También he de apuntar que como firme defensor del “confúndase, pero hágalo usted mismo”, no me suelo dejar llevar fácilmente por modas de la misma forma que no suelo tender a imitar a nadie, por muy listo y/o millonario que sea. No obstante los casos de estos cuatro gigantes son tan atrayentes para un inversor como la miel para los osos, por poner. Es bastante común, cuando alguien entra al mundo de la inversión, leer o ver referencias casi constantes tanto a ellos como a sus métodos, e interesarse por cómo llegaron a realizarlo.

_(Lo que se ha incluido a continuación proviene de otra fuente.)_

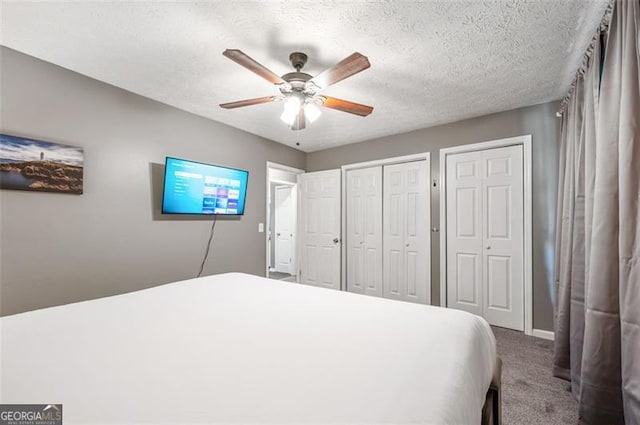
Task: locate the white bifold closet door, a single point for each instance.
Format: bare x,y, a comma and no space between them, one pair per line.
406,232
485,234
364,231
320,228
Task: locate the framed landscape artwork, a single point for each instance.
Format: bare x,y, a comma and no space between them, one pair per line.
36,165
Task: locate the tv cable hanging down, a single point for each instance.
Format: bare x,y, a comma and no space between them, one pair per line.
206,254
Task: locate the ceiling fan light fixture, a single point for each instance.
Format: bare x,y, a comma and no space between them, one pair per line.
312,111
291,109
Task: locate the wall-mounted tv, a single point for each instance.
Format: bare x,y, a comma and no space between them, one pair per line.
197,188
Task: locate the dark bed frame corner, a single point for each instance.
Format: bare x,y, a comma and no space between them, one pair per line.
492,409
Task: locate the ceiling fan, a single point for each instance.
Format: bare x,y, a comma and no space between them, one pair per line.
301,91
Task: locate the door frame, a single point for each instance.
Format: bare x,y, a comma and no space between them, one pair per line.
525,142
385,161
281,167
293,188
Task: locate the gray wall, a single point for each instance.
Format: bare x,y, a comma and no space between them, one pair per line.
539,121
58,248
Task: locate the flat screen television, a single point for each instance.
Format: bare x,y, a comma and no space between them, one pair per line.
197,188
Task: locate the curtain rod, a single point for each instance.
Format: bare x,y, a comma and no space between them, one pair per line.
602,28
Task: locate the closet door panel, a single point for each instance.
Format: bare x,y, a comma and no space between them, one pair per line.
406,231
503,229
464,232
394,283
364,231
416,232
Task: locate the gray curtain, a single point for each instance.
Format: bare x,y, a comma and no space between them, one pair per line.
598,229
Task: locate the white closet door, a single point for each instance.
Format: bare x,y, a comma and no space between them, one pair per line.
284,228
464,232
406,232
320,228
364,231
503,229
485,234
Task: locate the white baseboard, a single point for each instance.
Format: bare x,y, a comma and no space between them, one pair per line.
539,333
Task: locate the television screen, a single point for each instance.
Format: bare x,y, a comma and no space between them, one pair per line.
197,188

Pero enseguida el pequeño inversor novato se topa con la práctica imposibilidad de emularlos de una forma fácil. La pregunta que se plantea es ¿qué puede un amateur llevar a cabo y qué habrá de desdeñar del estilo inversor de Buffett, Fischer, Lynch y Graham?


buffet, peter lynch, graham, fischerEmpecemos repasando rápidamente algunas de las guías que marcaron, no sin antes distinguir entre principios y condiciones de inversión. Los primeros son guías filosóficas. Las segundas, a las que me referiré a continuación, son parámetros medibles. Leí hace algún tiempo en el blog Hablando de bolsa una entrada en que se recoge una serie de empresas que hoy en día cumplirían los criterios que el gran maestro y precursor del estilo de inversión en valor publicó allá por los años treinta. A saber, éstos serían los siguientes:

  •     Un total de activos superior a los pasivos por dos veces.
  •     Al menos 10 años consecutivos de beneficios.
  •     Al menos 20 años sin interrumpir dividendos.
  •     Al menos 10 años de crecimiento de los ingresos superior al 33%.
  •     PER menor de 15.
  •     Un precio sobre el valor contable inferior a 1,5.
  •     Empresas que tienen un tamaño adecuado.

La única norma con la cual no estoy demasiado de acuerdo es con lo del “tamaño adecuado”. Graham lo incluía para asegurarse de que la empresa era lo suficientemente potente como para poder aguantar los vaivenes del mercado, suponiendo que las pequeñas se ven más desprotegidas, pero Lynch demostró posteriormente que las empresas pequeñas de crecimiento pueden ser también una magnífica inversión. Consultando otras webs, vemos algunas variantes, que podemos tomar como buenas y se podrían sumar a las anteriores:

  •     Activo circulante de por lo menos 1,5 veces el pasivo circulante (Current Ratio > 1,5).
  •     Retorno sobre capital (RoE) mayor del 15%.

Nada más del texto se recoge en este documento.